Feedback would be really appreciated
I've qualifications in western massage, shiatsu and a degree in TCM acupuncture. In my experience, most shiatsu-only practitioners find it difficult to create a large enough client base to make a decent living, and many go on to study other therapies. The public awareness of shiatsu is limited, and it's difficult to maintain momentum in a diminishing market place. That said, shiatsu is about one of the best things you can do (with your clothes on!), and is very satisfying. You need good personal fitness- this applies to all massage but especially to shiatsu as most treatments are carried out at floor level; good knees, back, hips and wrists are essential.
Learning "ordinary" massage and simply bolting on acupressure points will probably not make you a successful therapist. The palpation skills needed for effective acupressure are not learned overnight, nor are the locations of the acupoints. The same applies to shiatsu. The foundation courses and full practitioner courses are miles apart, as shiatsu practitioners learn quite specific diagnostic techniques usually based on TCM principles that are not taught to beginners.
The shelf life of newly qualified massage practitioners is probably less than you think. Many new arrivals have poor techniques (as a result of poor training) that often lead to injuries. Couple this with poor pay, erratic hours and expensive training, you need to be absolutely sure that this is what you need in your life before changing careers.
This may seem a bit negative, and someone will probably balance the discussion with other comments- however I feel it's important to be well informed on all aspects of a career change.
Thanks David, thats really useful feedback. I actually do have a couple of other therapy skills which either need completing or more experience (eft, nutrition). My love of the meridian system comes from my eft practise and also the tcm parts of my nutrition and other Energy work courses i've taken in the past. I guess i was intending masssge to give me a backup plan (my current job is very unstable) that i could tap into whilst i improved my practice and experience in the other skills.

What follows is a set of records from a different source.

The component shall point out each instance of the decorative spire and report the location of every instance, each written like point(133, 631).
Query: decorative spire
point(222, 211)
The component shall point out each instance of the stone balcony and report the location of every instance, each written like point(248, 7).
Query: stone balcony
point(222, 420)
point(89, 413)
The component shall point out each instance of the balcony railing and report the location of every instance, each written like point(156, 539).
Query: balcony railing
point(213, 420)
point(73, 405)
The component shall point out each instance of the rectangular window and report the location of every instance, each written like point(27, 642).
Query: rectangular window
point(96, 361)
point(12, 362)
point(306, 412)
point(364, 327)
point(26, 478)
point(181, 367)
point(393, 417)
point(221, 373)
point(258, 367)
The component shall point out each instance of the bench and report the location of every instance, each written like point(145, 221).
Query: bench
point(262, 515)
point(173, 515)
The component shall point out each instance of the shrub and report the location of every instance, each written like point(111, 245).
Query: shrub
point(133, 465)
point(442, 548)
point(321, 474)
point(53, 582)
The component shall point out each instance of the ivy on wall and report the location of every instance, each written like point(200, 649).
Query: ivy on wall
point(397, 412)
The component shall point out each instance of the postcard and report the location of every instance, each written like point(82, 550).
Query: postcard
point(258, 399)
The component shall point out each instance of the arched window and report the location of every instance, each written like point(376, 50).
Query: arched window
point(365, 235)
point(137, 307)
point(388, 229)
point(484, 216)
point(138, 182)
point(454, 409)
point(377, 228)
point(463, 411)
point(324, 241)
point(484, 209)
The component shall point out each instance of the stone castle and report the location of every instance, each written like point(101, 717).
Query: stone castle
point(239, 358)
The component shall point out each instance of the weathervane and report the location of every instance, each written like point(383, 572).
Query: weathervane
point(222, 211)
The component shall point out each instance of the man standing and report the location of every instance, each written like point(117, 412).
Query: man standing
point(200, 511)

Plus i would like to do a touch/energy based therapy. i was hoping it would bring me in some money though!
Its a shame to hear so many masseurs have not been successful. The shiatsu training looks really grest but im just not sure that the large investment will result in improved earnings. As you say, many people don't know what it is.
I'll have to give it some more thought.
which of your therapies would you say are most popular?

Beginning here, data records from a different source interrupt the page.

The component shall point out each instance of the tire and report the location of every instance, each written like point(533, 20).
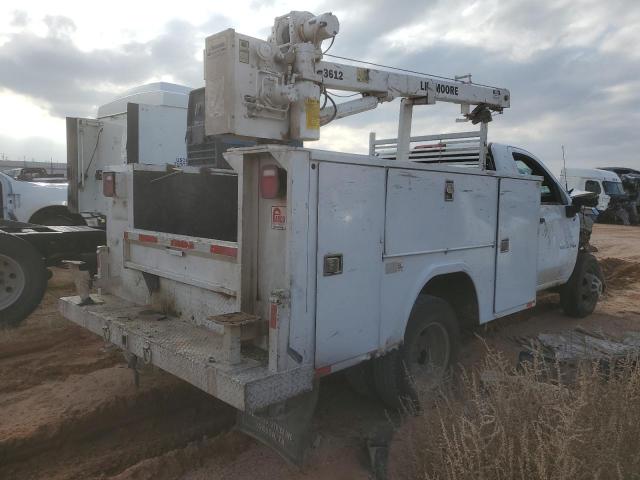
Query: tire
point(579, 296)
point(23, 280)
point(360, 378)
point(432, 330)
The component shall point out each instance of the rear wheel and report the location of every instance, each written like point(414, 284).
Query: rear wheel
point(431, 344)
point(579, 296)
point(23, 280)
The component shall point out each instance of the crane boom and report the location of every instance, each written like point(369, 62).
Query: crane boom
point(271, 89)
point(382, 83)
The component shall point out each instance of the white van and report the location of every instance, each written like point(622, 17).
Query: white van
point(606, 184)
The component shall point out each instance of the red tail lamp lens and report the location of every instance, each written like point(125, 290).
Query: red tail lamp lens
point(109, 184)
point(273, 182)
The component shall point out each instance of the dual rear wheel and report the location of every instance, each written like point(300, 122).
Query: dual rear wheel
point(431, 344)
point(23, 280)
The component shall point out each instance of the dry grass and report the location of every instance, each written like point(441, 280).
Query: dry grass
point(502, 423)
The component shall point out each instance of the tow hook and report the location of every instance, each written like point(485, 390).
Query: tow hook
point(82, 281)
point(594, 284)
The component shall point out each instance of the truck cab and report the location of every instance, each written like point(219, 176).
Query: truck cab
point(43, 203)
point(558, 232)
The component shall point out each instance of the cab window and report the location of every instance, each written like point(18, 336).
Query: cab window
point(549, 190)
point(592, 186)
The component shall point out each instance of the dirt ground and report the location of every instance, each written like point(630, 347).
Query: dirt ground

My first "proper" massage course was called Integrated Massage & included ITEC Holistic Massage, A&P and a basic grounding in Shiatsu. Sadly it's not available now but it was a terrific introduction to massage. Some of us went on to do a full shiatsu course - I didn't but still use many of the techniques & went on to study acupressure, aromatherapy & on site seated massage.

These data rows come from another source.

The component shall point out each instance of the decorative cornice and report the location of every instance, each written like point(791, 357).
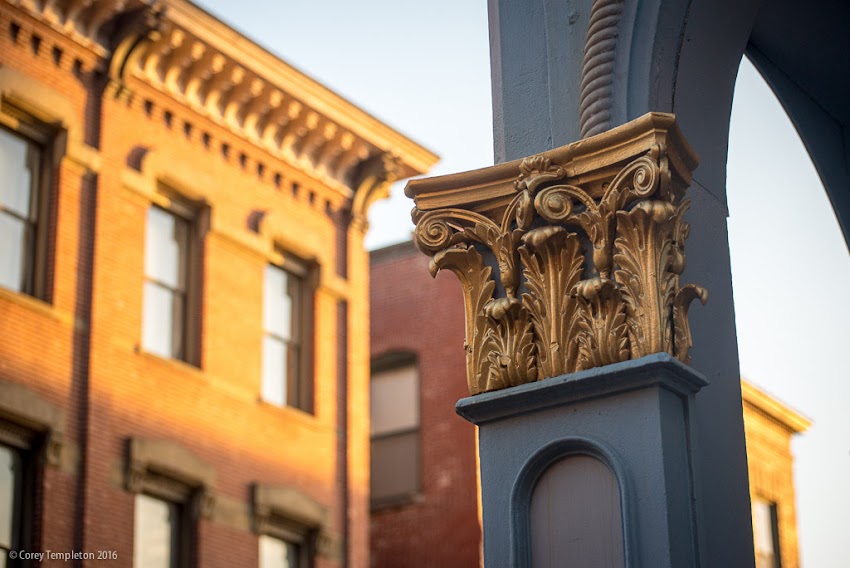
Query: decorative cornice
point(769, 406)
point(570, 259)
point(89, 22)
point(597, 71)
point(189, 55)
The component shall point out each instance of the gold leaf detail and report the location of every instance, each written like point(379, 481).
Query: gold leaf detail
point(552, 261)
point(601, 322)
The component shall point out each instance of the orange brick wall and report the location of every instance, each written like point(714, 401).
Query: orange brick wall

These days I don't think studying one discipline is enough to make a living but being able to offer a combination of techniques can make us better therapists & more marketable.
Hey Spacecandi and all others reading,
I qualified as a Shiatsu therapist from the British School of Shiatsu-do last November and have been working to build up my practice. It is my only therapy and I currently work full time as a finance manager. In short I started putting in effort to build the practice since February this year and as of now I have 2-3 clients a week. Certainly not enough to pay the bills. It's been pretty hard work getting to this level and, as David Maldon said 'Shiatsu' isn't as well known as 'acupuncture' or 'physiotherapy' for example. Shiatsu isn't the first thing that comes to someone's mind when they have a problem unless they are familiar with it already. While I agree having a self-rewarding career that reward doesn't put food on the table.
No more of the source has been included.